Lindsay volgde Robert F. Wagner Jr. op als burgemeester van New York met de hulp van de Republikeinse Partij en legde de eed af in 1966. Het wordt als Lindsays voornaamste prestatie gezien dat New York nooit het buitensporige racisme heeft ervaren die de meeste Amerikaanse steden in die tijd overspoelde.[1]
Lindsay decentraliseerde drie lokale scholen in het stadsdeel Brooklyn in 1968. Deze maatregel zou die betreffende scholen volledige zelfstandigheid opleveren, maar de verhuizing bleek rampzalig omdat sommige leraren tezelfdertijd werden ontslagen uit die scholen. Het kwam tot stakingen en algemene onrust die na zeven maanden afkoelde.[2]
Lindsay kreeg als dusdanig te maken met sociale problematiek, maar werd ook bekritiseerd voor zijn prefererende houding ten opzichte van Manhattan ten koste van andere stadsdelen en werd soms publiekelijk uitgejouwd. Als burgemeester was hij berucht door een onverschillige houding tegenover de middenklasse en mensen in armoede.[3] Hij stelde zich in 1968 kandidaat voor de primaire verkiezingen namens de Republikeinen, maar de kandidatuur ging naar senator John J. Marchi.[4]
Op 8 mei 1970 braken rellen uit in New York toen ongeveer tweehonderd bouwvakkers duizenden studenten van de highschools en de Universiteit van New York aanvielen, die protesteerden tegen de Amerikaanse invasie van Cambodja en de Vietnamoorlog. Hoewel er maar weinig beleggers, bankiers en advocaten de studenten probeerden te beschermen, bleef het New York City Police Department van Lindsay een toeschouwer bij de feiten en greep niet in. Lindsay keurde het gedrag van de politiediensten af, maar werd ondanks alles uitgescholden voor "communistische rat", "verrader" en "rode burgemeester".[5]
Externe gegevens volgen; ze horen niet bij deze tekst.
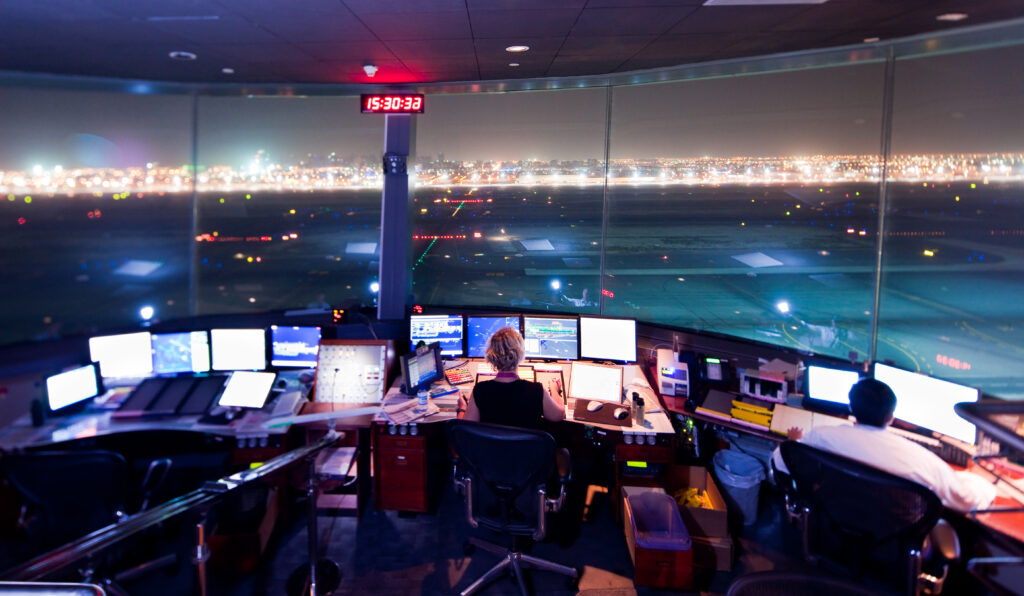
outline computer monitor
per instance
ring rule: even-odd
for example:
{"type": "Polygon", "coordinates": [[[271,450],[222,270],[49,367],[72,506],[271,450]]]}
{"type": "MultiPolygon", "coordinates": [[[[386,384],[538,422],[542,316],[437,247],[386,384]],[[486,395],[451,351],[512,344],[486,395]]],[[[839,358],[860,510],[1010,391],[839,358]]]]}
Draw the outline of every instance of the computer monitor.
{"type": "Polygon", "coordinates": [[[896,394],[896,418],[964,442],[976,439],[974,424],[953,406],[978,400],[978,389],[874,363],[874,378],[896,394]]]}
{"type": "Polygon", "coordinates": [[[409,317],[409,340],[416,349],[419,342],[441,344],[442,356],[462,355],[461,314],[413,314],[409,317]]]}
{"type": "Polygon", "coordinates": [[[466,317],[466,355],[482,358],[487,352],[487,342],[503,327],[522,333],[518,314],[471,314],[466,317]]]}
{"type": "Polygon", "coordinates": [[[214,371],[262,371],[266,368],[266,332],[262,329],[212,329],[214,371]]]}
{"type": "Polygon", "coordinates": [[[632,318],[581,315],[580,357],[635,363],[637,322],[632,318]]]}
{"type": "Polygon", "coordinates": [[[441,348],[437,342],[398,356],[398,363],[401,366],[403,389],[409,395],[415,395],[420,389],[425,389],[444,377],[441,348]]]}
{"type": "Polygon", "coordinates": [[[618,403],[623,400],[623,368],[572,363],[568,396],[618,403]]]}
{"type": "Polygon", "coordinates": [[[153,340],[148,331],[91,337],[89,358],[103,379],[142,379],[153,374],[153,340]]]}
{"type": "Polygon", "coordinates": [[[99,395],[103,385],[95,363],[46,378],[46,405],[50,412],[71,409],[99,395]]]}
{"type": "Polygon", "coordinates": [[[394,346],[389,340],[321,340],[313,400],[379,403],[384,400],[392,363],[394,346]]]}
{"type": "Polygon", "coordinates": [[[306,369],[315,367],[319,340],[321,329],[318,327],[271,325],[270,366],[306,369]]]}
{"type": "Polygon", "coordinates": [[[205,331],[153,334],[153,372],[158,375],[210,370],[210,341],[205,331]]]}
{"type": "Polygon", "coordinates": [[[278,375],[255,371],[234,371],[227,379],[217,406],[223,408],[263,408],[278,375]]]}
{"type": "Polygon", "coordinates": [[[577,320],[556,316],[522,317],[527,358],[574,360],[580,355],[577,320]]]}
{"type": "Polygon", "coordinates": [[[850,387],[860,380],[860,372],[852,368],[807,365],[804,372],[804,405],[850,412],[850,387]]]}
In 1971 stapte Lindsay over van de Republikeinse Partij naar de Democratische Partij, waarna hij zich kandidaat stelde voor de presidentsverkiezingen van 1972 voor de Democraten, maar werd niet verkozen. George McGovern werd verkozen als Democratisch presidentskandidaat, maar verloor van de Republikein Richard Nixon. Na deze nederlaag stapte Lindsay uit de nationale politiek. In 1973 werd hij door Abraham Beame opgevolgd als burgemeester van New York. Later keerde hij terug naar zijn advocatuur en werd politiek expert in het ochtendprogramma Good Morning America op de nieuwszender ABC.
Persoonlijk leven
Lindsays gezondheid begon na zijn politieke carrière achteruit te gaan en in 1988 onderging hij een overbruggingsoperatie. Zonder enige ziekteverzekering werd Lindsay financieel uitgeput door toenemende rekeningen. In 1995 maakte toenmalig burgemeester Rudy Giuliani hem raadsman van de stad in de Verenigde Naties om hem in aanmerking te laten komen voor een ziekteverzekering.
Hij was tot zijn overlijden getrouwd met Mary Anne Harrison; ze trouwden in 1949. Lindsay leed vanaf eind jaren 90 aan de ziekte van Parkinson en stierf in een rustoord te South Carolina op 79-jarige leeftijd.[6]